The website contains a comprehensive compendium of routes through Catalonia and a lot of useful information if you want to explore Catalonia beyond Barcelona.
We liked: The 700 (car, MTB, walking…) “tourist routes” section, great for discovering the lovely Catalan countryside
Not so hot: Actually finding the information that is there.
Catalonia has some superb Romanesque architecture most notably among the churches to be found dotted about the hills and which date back to the late tenth, early eleventh century, and the origins of Catalonia as a nation in the days of the Reconquest.
The Arteguias site, accompanying print versions of a guidebook series, is a vast one, generally well-organised, lacking perhaps only maps for ease of location. It covers a lot more than the Romanesque and a lot more of Spain than just Catalonia, and the excellent images on the site will have you reaching for your Michelin map and hitting the open road…
We liked: The models section (including online purchase)
Not so hot: old school page, but isn’t it also the romanesque architecture?
Catalonia in Miniature
17 km outside Barcelona at Torrelles de Llobregat, Catalunya en Miniatura is a sizeable collection of 1/25 scale models of Catalonia’s most famous architecture, including all of Gaudí and the Nou Camp Barça stadium, but also some of its Romanesque churches, not to mention the odd biscuit factory or two.
Adventure theme park
It’s been lately refurbished into a Theme Park. In addition to the miniature park, there are now adventure circuits for children and adults (zip lines, climbing walls, suspension bridges, lianas, log stairs…), a nice and large picnic area to relax and enjoy eating while surrounded by nature and a restaurant.
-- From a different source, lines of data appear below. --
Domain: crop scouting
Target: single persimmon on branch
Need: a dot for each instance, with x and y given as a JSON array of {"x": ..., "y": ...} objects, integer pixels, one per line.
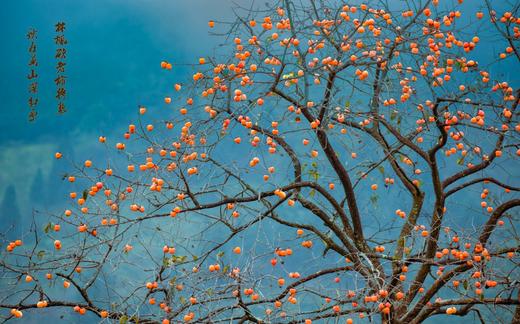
[{"x": 331, "y": 162}]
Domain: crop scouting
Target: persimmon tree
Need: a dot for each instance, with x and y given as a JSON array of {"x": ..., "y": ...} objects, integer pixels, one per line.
[{"x": 331, "y": 162}]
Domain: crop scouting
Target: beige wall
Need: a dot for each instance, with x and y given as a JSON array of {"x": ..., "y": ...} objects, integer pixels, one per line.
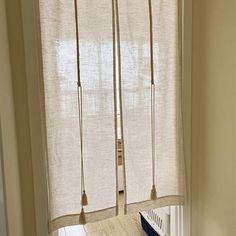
[
  {"x": 7, "y": 119},
  {"x": 214, "y": 118}
]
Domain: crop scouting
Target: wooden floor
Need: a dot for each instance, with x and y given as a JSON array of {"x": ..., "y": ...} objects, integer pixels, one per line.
[
  {"x": 122, "y": 225},
  {"x": 117, "y": 226}
]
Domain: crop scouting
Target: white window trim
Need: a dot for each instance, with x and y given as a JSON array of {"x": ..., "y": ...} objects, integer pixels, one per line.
[{"x": 32, "y": 43}]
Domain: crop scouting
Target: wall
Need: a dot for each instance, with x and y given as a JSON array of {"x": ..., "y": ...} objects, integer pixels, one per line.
[
  {"x": 17, "y": 58},
  {"x": 214, "y": 118},
  {"x": 9, "y": 144}
]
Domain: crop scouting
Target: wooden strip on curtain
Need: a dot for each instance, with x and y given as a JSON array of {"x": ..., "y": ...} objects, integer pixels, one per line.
[
  {"x": 136, "y": 73},
  {"x": 57, "y": 19}
]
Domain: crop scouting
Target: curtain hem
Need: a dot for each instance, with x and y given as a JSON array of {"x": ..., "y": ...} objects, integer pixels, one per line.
[
  {"x": 152, "y": 204},
  {"x": 91, "y": 217}
]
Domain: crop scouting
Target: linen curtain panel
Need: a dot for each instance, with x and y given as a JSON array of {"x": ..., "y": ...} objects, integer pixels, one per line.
[{"x": 111, "y": 68}]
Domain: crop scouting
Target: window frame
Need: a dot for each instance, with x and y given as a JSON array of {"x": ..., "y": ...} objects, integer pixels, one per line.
[{"x": 33, "y": 62}]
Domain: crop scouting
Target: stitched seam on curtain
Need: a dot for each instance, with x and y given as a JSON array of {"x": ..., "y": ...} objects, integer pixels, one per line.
[
  {"x": 121, "y": 102},
  {"x": 115, "y": 101}
]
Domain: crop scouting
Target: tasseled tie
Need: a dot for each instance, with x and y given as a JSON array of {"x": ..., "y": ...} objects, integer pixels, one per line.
[
  {"x": 153, "y": 193},
  {"x": 84, "y": 199},
  {"x": 82, "y": 219}
]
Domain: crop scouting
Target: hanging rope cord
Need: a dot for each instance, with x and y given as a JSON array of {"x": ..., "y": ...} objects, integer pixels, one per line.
[
  {"x": 153, "y": 194},
  {"x": 84, "y": 200}
]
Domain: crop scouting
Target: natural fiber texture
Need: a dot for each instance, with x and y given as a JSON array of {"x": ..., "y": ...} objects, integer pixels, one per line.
[
  {"x": 136, "y": 74},
  {"x": 57, "y": 19}
]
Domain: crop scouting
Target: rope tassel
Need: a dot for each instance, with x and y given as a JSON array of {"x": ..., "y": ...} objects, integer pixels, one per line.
[
  {"x": 84, "y": 199},
  {"x": 153, "y": 194},
  {"x": 82, "y": 218}
]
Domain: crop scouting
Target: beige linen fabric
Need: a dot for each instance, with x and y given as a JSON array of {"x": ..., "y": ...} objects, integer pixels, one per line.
[{"x": 96, "y": 65}]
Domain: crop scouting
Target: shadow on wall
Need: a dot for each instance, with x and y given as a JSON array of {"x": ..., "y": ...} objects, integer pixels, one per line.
[{"x": 3, "y": 220}]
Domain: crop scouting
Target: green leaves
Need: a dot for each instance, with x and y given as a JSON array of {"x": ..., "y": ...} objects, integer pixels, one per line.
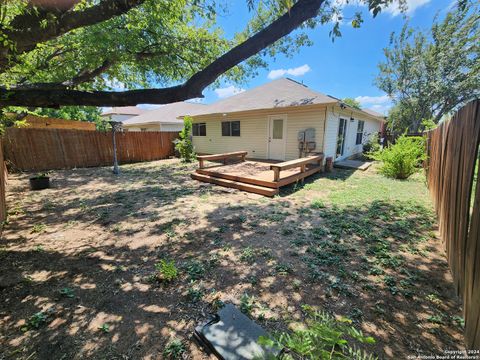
[
  {"x": 402, "y": 159},
  {"x": 430, "y": 74},
  {"x": 322, "y": 337}
]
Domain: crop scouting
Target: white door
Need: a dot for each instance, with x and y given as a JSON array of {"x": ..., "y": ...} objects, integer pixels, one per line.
[
  {"x": 341, "y": 137},
  {"x": 277, "y": 126}
]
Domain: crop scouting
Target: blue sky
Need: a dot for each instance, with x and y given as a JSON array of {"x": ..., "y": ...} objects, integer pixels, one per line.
[{"x": 344, "y": 68}]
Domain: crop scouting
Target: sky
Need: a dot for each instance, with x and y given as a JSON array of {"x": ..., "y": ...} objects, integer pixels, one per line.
[{"x": 346, "y": 67}]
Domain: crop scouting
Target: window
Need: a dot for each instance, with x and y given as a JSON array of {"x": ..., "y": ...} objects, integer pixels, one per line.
[
  {"x": 230, "y": 128},
  {"x": 361, "y": 125},
  {"x": 199, "y": 129}
]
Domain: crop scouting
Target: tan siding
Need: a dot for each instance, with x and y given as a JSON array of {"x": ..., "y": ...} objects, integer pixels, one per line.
[
  {"x": 253, "y": 136},
  {"x": 299, "y": 121},
  {"x": 254, "y": 132},
  {"x": 371, "y": 127}
]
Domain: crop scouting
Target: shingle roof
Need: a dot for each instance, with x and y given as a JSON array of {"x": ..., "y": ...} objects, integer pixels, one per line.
[
  {"x": 124, "y": 110},
  {"x": 278, "y": 93},
  {"x": 166, "y": 114}
]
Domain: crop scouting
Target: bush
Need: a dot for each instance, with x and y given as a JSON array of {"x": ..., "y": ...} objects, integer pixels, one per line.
[
  {"x": 401, "y": 160},
  {"x": 322, "y": 337},
  {"x": 372, "y": 145},
  {"x": 167, "y": 270},
  {"x": 184, "y": 145}
]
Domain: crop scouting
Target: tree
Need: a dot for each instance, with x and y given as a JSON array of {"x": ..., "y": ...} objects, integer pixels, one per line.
[
  {"x": 353, "y": 103},
  {"x": 70, "y": 55},
  {"x": 429, "y": 75}
]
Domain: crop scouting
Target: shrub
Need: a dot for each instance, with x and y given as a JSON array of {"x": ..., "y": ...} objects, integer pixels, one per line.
[
  {"x": 371, "y": 145},
  {"x": 401, "y": 160},
  {"x": 166, "y": 270},
  {"x": 322, "y": 337},
  {"x": 174, "y": 349},
  {"x": 184, "y": 144}
]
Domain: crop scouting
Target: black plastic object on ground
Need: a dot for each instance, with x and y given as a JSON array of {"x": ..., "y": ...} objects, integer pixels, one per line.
[{"x": 231, "y": 335}]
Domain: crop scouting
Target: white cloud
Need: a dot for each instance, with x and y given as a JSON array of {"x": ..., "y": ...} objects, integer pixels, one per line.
[
  {"x": 369, "y": 100},
  {"x": 149, "y": 106},
  {"x": 412, "y": 5},
  {"x": 228, "y": 91},
  {"x": 298, "y": 71},
  {"x": 382, "y": 109},
  {"x": 380, "y": 104},
  {"x": 196, "y": 100}
]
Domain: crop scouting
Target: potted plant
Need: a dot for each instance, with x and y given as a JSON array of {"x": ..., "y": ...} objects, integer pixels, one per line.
[{"x": 39, "y": 181}]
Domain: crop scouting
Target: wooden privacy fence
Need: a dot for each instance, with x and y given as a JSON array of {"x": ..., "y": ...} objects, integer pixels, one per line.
[
  {"x": 452, "y": 181},
  {"x": 3, "y": 179},
  {"x": 47, "y": 149}
]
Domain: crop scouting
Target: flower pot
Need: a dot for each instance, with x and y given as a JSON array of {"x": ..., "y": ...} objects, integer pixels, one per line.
[{"x": 39, "y": 182}]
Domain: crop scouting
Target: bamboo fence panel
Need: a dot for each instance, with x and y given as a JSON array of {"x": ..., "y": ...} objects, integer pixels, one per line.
[
  {"x": 47, "y": 149},
  {"x": 451, "y": 176}
]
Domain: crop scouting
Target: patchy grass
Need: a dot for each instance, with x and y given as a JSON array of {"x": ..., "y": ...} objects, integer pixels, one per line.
[{"x": 86, "y": 258}]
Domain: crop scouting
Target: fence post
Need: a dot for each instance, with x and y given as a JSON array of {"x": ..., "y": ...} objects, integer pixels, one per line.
[{"x": 115, "y": 126}]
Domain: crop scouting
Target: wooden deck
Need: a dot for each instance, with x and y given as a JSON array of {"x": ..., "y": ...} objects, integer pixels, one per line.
[{"x": 259, "y": 176}]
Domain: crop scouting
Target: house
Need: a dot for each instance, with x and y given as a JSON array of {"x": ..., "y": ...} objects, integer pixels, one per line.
[
  {"x": 283, "y": 120},
  {"x": 121, "y": 114},
  {"x": 165, "y": 118}
]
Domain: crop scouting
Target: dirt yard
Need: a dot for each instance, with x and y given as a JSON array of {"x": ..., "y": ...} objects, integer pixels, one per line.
[{"x": 78, "y": 277}]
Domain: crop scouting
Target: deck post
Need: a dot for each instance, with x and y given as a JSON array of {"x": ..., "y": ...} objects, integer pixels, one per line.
[
  {"x": 302, "y": 170},
  {"x": 276, "y": 174}
]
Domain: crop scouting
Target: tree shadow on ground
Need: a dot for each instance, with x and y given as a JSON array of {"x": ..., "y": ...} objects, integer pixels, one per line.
[{"x": 377, "y": 264}]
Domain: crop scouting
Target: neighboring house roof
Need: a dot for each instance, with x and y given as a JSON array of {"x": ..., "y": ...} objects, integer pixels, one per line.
[
  {"x": 166, "y": 114},
  {"x": 278, "y": 93},
  {"x": 125, "y": 110},
  {"x": 374, "y": 113}
]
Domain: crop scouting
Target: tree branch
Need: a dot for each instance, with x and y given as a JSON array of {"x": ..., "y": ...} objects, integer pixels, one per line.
[
  {"x": 30, "y": 30},
  {"x": 192, "y": 88}
]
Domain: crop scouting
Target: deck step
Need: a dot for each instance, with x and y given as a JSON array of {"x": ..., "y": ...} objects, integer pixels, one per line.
[{"x": 261, "y": 190}]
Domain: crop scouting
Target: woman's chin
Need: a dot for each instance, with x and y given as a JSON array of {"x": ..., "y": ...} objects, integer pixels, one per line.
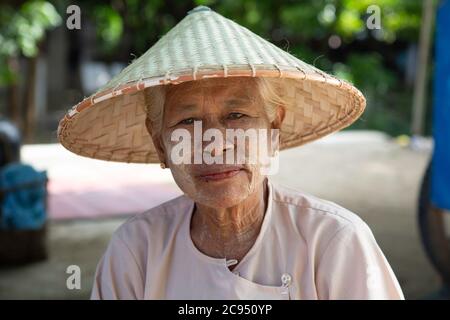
[{"x": 223, "y": 193}]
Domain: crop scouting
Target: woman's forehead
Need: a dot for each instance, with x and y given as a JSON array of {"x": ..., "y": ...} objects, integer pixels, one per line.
[{"x": 216, "y": 86}]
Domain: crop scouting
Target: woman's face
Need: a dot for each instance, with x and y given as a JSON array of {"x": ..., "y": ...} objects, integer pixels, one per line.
[{"x": 231, "y": 103}]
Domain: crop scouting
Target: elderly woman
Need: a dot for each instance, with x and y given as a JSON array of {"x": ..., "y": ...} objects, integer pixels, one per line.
[{"x": 233, "y": 234}]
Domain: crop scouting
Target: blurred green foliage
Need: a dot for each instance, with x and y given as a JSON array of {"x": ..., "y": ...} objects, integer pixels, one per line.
[
  {"x": 125, "y": 29},
  {"x": 21, "y": 31}
]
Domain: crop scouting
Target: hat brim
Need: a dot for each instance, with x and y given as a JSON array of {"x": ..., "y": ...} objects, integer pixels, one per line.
[{"x": 110, "y": 125}]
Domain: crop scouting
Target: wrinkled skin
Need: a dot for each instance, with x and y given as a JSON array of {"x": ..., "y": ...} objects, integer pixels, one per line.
[{"x": 228, "y": 212}]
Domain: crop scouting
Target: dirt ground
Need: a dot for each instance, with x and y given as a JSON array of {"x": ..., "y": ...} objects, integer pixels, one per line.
[{"x": 366, "y": 172}]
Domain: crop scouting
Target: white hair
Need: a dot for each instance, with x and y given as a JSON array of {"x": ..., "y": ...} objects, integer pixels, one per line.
[{"x": 271, "y": 91}]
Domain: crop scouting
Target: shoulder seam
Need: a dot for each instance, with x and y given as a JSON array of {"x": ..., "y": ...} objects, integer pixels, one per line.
[
  {"x": 132, "y": 254},
  {"x": 329, "y": 243},
  {"x": 313, "y": 208}
]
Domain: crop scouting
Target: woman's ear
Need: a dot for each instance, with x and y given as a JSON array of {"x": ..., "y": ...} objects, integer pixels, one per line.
[
  {"x": 279, "y": 117},
  {"x": 156, "y": 138}
]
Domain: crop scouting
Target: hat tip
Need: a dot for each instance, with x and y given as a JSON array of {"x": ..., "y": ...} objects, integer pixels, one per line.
[{"x": 199, "y": 8}]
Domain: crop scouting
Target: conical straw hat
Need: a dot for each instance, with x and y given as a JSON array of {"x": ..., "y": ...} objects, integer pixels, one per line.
[{"x": 110, "y": 124}]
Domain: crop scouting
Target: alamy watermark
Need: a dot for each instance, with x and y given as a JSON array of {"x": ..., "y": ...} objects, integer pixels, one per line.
[{"x": 253, "y": 146}]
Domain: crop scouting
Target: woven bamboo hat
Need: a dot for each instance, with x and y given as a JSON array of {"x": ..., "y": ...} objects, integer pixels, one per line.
[{"x": 110, "y": 124}]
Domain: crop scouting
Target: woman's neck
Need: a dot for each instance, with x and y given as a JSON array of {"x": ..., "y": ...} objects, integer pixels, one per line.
[{"x": 229, "y": 232}]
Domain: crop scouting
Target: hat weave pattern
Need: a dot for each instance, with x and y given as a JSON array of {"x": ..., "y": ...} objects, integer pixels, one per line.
[{"x": 110, "y": 124}]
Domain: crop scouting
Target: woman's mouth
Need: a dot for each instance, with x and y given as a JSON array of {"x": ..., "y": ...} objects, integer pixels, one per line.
[{"x": 220, "y": 175}]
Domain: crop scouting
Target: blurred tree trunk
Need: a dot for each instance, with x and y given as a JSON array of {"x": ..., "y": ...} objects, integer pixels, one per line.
[
  {"x": 13, "y": 108},
  {"x": 29, "y": 109}
]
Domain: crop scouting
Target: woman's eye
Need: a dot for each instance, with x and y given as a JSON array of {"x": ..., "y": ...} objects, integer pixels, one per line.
[{"x": 235, "y": 115}]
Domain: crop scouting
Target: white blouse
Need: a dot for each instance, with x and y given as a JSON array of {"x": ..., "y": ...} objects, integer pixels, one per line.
[{"x": 307, "y": 248}]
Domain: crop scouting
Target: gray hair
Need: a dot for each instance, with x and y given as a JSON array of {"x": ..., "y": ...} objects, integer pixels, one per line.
[{"x": 271, "y": 90}]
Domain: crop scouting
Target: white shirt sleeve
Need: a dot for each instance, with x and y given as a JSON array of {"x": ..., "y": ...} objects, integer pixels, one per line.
[
  {"x": 354, "y": 267},
  {"x": 118, "y": 275}
]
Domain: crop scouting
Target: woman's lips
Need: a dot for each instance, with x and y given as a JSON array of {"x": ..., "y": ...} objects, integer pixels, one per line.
[{"x": 220, "y": 175}]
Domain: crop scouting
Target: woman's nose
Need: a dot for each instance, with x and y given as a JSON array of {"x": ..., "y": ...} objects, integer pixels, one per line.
[{"x": 227, "y": 147}]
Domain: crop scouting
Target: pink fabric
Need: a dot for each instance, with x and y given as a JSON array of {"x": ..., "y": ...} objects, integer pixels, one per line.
[
  {"x": 308, "y": 248},
  {"x": 79, "y": 199}
]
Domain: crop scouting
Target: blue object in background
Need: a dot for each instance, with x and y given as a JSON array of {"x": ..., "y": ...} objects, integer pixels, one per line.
[
  {"x": 24, "y": 207},
  {"x": 440, "y": 168}
]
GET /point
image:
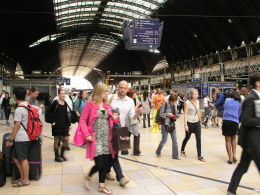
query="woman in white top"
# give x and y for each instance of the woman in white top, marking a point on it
(192, 119)
(146, 105)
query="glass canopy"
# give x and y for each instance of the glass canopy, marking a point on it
(82, 15)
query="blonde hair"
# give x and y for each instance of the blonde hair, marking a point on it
(97, 92)
(192, 91)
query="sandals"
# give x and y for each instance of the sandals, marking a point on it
(20, 184)
(104, 190)
(201, 159)
(87, 183)
(183, 154)
(15, 181)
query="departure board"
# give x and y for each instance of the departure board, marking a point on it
(142, 34)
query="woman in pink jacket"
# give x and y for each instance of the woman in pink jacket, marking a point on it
(95, 126)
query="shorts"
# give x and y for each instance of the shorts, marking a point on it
(20, 150)
(220, 113)
(229, 128)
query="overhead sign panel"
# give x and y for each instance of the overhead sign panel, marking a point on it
(142, 34)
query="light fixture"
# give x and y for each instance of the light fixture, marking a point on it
(154, 51)
(258, 39)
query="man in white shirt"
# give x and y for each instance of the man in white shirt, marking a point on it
(126, 108)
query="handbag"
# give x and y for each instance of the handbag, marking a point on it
(120, 138)
(133, 121)
(170, 127)
(73, 117)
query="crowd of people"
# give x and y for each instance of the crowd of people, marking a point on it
(97, 113)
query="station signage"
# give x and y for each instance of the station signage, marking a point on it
(63, 80)
(142, 34)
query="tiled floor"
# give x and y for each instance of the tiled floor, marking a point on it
(67, 178)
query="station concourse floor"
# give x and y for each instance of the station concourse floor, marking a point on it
(145, 179)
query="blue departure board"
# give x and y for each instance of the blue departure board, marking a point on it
(142, 34)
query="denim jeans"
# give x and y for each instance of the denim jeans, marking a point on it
(193, 128)
(165, 133)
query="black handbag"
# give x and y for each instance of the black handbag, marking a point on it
(73, 117)
(2, 171)
(121, 138)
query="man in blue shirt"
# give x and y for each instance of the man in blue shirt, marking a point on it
(249, 134)
(220, 102)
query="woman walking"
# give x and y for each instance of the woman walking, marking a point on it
(181, 103)
(60, 125)
(96, 123)
(232, 109)
(192, 120)
(80, 102)
(147, 105)
(133, 125)
(169, 113)
(6, 107)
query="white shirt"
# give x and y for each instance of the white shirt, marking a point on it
(206, 102)
(126, 108)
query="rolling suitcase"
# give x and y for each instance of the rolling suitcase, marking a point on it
(35, 161)
(2, 174)
(7, 155)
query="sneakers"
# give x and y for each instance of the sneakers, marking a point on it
(110, 177)
(123, 181)
(124, 152)
(230, 193)
(139, 154)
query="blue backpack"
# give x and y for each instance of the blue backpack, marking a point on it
(158, 118)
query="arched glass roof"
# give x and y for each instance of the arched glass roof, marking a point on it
(89, 51)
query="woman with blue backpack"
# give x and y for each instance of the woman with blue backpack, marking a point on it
(168, 115)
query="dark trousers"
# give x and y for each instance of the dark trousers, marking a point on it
(137, 144)
(7, 112)
(117, 168)
(144, 120)
(103, 163)
(193, 128)
(243, 167)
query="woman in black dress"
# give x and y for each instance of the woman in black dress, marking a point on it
(6, 107)
(60, 125)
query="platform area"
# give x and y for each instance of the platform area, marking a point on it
(148, 174)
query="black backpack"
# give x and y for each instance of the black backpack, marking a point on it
(158, 118)
(2, 171)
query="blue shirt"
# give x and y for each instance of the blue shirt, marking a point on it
(220, 102)
(232, 109)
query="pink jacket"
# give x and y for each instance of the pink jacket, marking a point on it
(86, 128)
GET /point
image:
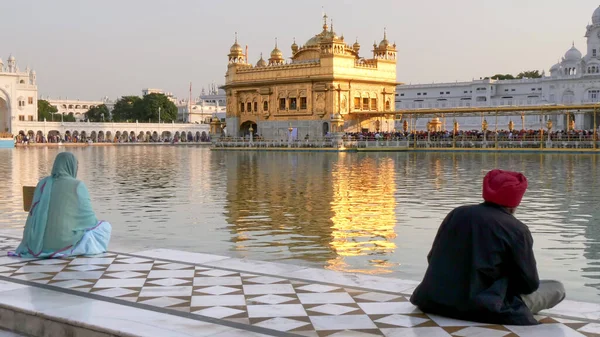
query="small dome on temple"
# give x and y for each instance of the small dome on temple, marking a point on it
(261, 62)
(356, 46)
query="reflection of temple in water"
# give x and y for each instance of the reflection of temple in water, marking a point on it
(364, 217)
(280, 203)
(315, 207)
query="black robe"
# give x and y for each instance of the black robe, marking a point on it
(480, 263)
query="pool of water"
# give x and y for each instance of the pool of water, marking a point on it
(373, 213)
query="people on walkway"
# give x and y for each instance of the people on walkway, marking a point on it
(481, 265)
(61, 220)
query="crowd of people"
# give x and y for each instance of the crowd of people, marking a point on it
(476, 135)
(56, 138)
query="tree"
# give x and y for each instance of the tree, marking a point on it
(98, 113)
(146, 109)
(45, 110)
(503, 77)
(124, 109)
(69, 118)
(529, 74)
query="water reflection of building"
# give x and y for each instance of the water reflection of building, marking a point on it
(279, 203)
(364, 218)
(335, 210)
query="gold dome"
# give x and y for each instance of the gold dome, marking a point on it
(261, 62)
(356, 46)
(236, 49)
(384, 43)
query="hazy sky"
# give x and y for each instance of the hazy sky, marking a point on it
(88, 49)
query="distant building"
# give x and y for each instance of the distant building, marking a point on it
(575, 79)
(18, 94)
(204, 107)
(77, 107)
(170, 95)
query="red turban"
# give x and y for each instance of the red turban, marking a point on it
(504, 188)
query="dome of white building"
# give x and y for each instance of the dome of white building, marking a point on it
(573, 54)
(596, 16)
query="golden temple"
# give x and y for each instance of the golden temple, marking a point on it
(324, 87)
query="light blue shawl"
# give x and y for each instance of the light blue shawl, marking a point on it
(60, 214)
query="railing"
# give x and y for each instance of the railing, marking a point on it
(421, 142)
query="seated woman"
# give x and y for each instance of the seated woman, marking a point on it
(61, 221)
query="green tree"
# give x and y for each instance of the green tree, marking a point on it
(98, 113)
(503, 77)
(45, 110)
(529, 74)
(69, 118)
(124, 109)
(146, 109)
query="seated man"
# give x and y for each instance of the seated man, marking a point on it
(481, 265)
(61, 220)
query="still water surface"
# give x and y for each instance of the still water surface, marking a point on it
(369, 213)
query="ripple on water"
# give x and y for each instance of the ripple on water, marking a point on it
(369, 213)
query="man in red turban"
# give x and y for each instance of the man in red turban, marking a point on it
(481, 265)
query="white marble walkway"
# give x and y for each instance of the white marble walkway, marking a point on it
(173, 293)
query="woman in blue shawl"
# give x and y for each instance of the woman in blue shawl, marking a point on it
(61, 220)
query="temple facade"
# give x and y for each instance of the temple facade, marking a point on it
(322, 88)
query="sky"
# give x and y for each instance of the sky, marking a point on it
(91, 49)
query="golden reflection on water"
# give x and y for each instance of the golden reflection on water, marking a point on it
(364, 217)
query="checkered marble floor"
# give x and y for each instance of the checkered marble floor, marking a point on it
(285, 306)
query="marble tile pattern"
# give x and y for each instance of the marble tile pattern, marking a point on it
(288, 306)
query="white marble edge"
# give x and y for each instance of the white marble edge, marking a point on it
(105, 317)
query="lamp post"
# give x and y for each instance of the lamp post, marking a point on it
(484, 126)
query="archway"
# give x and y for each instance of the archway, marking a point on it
(53, 136)
(4, 117)
(245, 128)
(325, 128)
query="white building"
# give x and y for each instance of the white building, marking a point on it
(574, 80)
(203, 107)
(18, 94)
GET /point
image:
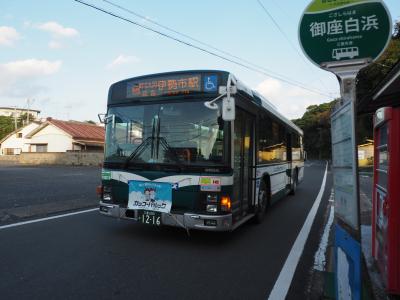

It makes for quite a fun day out with kids, especially if you’ve already “been there, done that”.
Find directions as to how to get there (car required) on their practical information page.
We liked: The models themselves (though knowing the real things probably makes it more interesting)
Not so hot: from €14 a head (€10 for under 13s)
Castles in Catalonia
Fascinated by castles? There are, or rather were, over 1,000 castles in Catalonia, ruins of around 600 of which can still be seen today. Many date back to the time of the Moors, Catalonia having marked the northernmost limit of their advance in eastern Spain.
Fortresses and castles in Catalunya
Barcelona itself has the impressive fortress of Montjuich, overlooking the city. If you really are potty about castles, you may find this selection of castles and fortresses handy or a full list (almost 800!) of castles in Catalonia.
Day and weekend trips outside Barcelona.
Port Aventura World, theme park.
The Barcelona Tourist Board site has an excellent “near Barcelona” section, which will also be of interest.
The Diputació de Barcelona has a great site with suggestions of what to see outside Barcelona and discover that, outside the capital, Barcelona is much more…
The Catalunya Bus Turístic, run by the Tourist Board, offers four routes taking you outside Barcelona.
Trips offered are to Gaudí’s Colònia Güell and Montserrat; to Girona and the Dalí museum at Figueres; wine tasting in the Penedès, south-west of Barcelona; and “chic” outlet shopping at La Roca Village.